As shown in the figure, the torque coefficient of untreated bolts gradually increases as the number of tightenings increases, leading to seizure, but with the bolts in which the present invention has been implemented, there is almost no increase in the torque coefficient, and the torque coefficient increases by up to 10 It was found that seizure did not occur even when tightened several times, the torque coefficient remained constant in some examples, and good characteristics were exhibited.

That is, it has been confirmed that the stainless steel bolt according to the present invention has excellent seizure resistance.

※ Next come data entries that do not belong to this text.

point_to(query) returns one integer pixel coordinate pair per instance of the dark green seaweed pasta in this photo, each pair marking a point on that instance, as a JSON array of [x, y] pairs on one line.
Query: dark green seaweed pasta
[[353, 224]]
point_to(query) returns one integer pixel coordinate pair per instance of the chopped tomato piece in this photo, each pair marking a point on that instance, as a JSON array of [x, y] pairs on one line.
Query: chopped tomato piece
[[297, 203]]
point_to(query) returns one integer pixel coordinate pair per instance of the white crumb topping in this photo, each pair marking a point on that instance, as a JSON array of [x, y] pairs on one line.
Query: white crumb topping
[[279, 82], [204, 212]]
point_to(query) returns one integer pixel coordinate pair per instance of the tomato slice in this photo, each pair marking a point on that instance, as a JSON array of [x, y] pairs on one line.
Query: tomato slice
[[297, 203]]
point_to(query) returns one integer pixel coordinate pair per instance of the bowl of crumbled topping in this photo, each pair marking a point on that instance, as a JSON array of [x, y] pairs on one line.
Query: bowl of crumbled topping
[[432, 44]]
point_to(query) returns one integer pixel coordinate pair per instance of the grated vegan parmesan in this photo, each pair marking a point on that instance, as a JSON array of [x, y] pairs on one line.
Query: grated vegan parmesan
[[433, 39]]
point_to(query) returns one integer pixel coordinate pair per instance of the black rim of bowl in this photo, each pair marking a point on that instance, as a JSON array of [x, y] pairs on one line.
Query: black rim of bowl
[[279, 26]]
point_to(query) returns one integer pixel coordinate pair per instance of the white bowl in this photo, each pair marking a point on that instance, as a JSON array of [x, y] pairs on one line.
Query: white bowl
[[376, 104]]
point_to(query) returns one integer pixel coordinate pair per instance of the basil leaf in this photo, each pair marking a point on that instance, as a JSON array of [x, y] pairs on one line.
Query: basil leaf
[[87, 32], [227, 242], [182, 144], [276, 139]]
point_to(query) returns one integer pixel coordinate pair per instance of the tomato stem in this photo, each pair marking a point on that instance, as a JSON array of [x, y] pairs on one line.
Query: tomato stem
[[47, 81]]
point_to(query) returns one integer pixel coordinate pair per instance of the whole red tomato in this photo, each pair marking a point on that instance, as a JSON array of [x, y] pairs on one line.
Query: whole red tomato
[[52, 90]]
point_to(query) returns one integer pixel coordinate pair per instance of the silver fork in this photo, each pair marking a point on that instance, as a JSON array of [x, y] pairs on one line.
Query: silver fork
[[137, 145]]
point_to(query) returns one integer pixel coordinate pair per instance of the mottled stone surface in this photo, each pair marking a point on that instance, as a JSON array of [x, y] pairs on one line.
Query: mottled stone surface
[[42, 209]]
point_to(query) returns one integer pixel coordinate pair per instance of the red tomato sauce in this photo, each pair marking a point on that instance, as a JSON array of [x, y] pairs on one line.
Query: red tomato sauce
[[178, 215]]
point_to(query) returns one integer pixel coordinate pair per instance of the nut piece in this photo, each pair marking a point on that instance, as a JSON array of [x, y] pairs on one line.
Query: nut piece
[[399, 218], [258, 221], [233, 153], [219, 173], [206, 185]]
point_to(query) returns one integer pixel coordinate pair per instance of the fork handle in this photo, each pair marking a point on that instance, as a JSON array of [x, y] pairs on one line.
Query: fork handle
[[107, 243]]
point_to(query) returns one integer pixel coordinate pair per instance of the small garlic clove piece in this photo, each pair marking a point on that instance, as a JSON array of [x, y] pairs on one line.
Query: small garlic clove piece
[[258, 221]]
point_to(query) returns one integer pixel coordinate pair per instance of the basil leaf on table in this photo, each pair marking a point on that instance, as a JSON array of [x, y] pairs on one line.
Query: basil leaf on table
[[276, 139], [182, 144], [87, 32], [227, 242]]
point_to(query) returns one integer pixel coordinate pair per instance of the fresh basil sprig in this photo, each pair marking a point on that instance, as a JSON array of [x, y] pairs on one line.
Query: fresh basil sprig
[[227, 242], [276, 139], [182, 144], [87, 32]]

FIG. 2 shows the results of the combined corrosion test.

Stainless steel bolts have good corrosion resistance, so they are used in chemical plants, electricity, machinery, food equipment, etc.
Rust is especially a problem in coastal areas and in devices and equipment that come into contact with seawater.

Therefore, we conducted a composite corrosion test to evaluate corrosion resistance. The composite corrosion test was carried out using artificial seawater with salt spray at 35°C for 4 hours, followed by drying at 60°C for 2 hours and a wet test of 50°C.
This is an extremely severe corrosion test that involves repeated cycles of 2 hours at ℃.

As shown in the figure, untreated bolts begin to rust in two days, but bolts that have undergone the present invention develop rust more slowly than untreated bolts, and depending on the embodiment, 45
In some cases, no rust was observed even after the cycle test.

Also, the form of rust is different from that of untreated bolts.
It was found that it has very high corrosion resistance.

〔Effect of the invention〕

According to the present invention, it is possible to provide stainless steel bolts and nuts that have intermetallic compounds formed on their surfaces and have improved corrosion resistance and excellent galling and seizure prevention effects.

[Brief explanation of the drawing]

Figure 1 is a diagram showing the relationship between the number of times a stainless steel bolt is tightened and the torque coefficient, and Figure 2 is a graph showing the results of a combined corrosion test.

Claims (1)

[Claims] Sn or SnZn alloy plating is applied directly or after Ni or Cu undercoat plating, and F is applied to the surface by thermal diffusion treatment.
Stainless steel bolts and nuts characterized by forming e-Sn-based or Cu-Sn-based intermetallic compounds.